Links with Lewis Carroll

Posted - May 02, 2010

Many readers will know canalboat resident Mark Davies, and his book, A Towpath Walk in Oxford, with its detailed section on Jericho’s historical relationship with the canal. Mark’s new book, Alice in Waterland: Lewis Carroll and the River Thames in Oxford, also has a section on Jericho – highlighting the hugely influential role of Thomas Combe, the OUP Superintendent from the 1840s until his death in 1872, in transforming Carroll’s original handwritten manuscript into the children’s story which became famous throughout the world.

Combe was also the reason why Jericho hosted the Christ Church don’s first ever public sermon in Oxford, and additionally he and his wife, Martha, introduced Carroll to a number of Pre-Raphaelite artists, including John Millais, William Holman Hunt, and Gabriel Rossetti. Through this connection, Carroll, an accomplished early photographer, was subsequently able to take pictures of these men and their families, in Jericho and elsewhere.
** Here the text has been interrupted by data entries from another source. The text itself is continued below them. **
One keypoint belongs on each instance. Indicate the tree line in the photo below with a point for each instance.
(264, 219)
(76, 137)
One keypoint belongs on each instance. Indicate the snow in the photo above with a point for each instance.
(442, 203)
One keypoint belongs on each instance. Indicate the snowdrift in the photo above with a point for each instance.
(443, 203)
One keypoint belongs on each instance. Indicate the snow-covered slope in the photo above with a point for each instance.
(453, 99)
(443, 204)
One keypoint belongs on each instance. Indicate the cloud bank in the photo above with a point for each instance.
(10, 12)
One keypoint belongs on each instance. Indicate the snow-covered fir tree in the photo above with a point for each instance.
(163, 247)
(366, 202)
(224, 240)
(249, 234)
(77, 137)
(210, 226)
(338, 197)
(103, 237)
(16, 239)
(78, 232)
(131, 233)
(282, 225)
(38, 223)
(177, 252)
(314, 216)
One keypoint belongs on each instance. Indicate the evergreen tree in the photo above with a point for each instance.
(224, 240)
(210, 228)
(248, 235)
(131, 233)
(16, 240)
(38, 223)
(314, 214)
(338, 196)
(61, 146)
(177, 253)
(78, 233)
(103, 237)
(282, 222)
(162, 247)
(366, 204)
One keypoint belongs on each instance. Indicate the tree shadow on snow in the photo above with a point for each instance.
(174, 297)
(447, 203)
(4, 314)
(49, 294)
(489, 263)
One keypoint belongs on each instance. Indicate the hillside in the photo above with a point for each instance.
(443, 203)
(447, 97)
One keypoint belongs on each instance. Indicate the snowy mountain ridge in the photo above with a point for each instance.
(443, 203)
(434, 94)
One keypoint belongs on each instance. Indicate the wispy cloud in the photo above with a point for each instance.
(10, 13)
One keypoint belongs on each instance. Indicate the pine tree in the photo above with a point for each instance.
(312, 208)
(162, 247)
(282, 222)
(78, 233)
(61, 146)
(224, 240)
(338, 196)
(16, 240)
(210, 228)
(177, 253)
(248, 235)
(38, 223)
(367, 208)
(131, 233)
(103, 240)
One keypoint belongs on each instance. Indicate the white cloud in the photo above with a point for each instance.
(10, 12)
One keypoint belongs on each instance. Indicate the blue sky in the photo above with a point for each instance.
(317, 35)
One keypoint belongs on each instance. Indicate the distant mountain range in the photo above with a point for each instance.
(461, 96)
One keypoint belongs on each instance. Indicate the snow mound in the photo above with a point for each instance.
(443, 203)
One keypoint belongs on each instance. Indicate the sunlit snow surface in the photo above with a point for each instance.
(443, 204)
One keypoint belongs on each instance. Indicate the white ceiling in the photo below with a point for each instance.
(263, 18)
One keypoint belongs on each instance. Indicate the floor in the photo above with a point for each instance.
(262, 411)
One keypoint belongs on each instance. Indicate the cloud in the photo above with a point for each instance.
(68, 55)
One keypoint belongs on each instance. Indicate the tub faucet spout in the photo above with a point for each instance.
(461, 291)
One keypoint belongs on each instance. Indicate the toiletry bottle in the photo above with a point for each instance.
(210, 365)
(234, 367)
But this is a publication which will appeal to anyone interested in Oxford’s Victorian history and literature in general, and is the first book ever to concentrate on the fundamentally important role played by the River Thames in the creation of both Alice’s Adventures in Wonderland and Through the Looking-Glass.

It was on rowing trips with Alice Liddell and her sisters that Lewis Carroll invented many of the tales which were later incorporated into his two books; it was on the river bank on 4 July 1862 that Wonderland had its birth; and it was from particular incidents on or near the Thames that Carroll drew inspiration for many well-known episodes.

Combining excerpts from Carroll’s diaries and the ‘Alice’ books with contemporary images, memoirs, and fiction, Alice in Waterland sets the Oxford scene of the time, and sheds new light on the real places which stimulated Carroll’s imagination and on the real individuals who inspired such characters as the Hatter, the Sheep, and the Red Queen.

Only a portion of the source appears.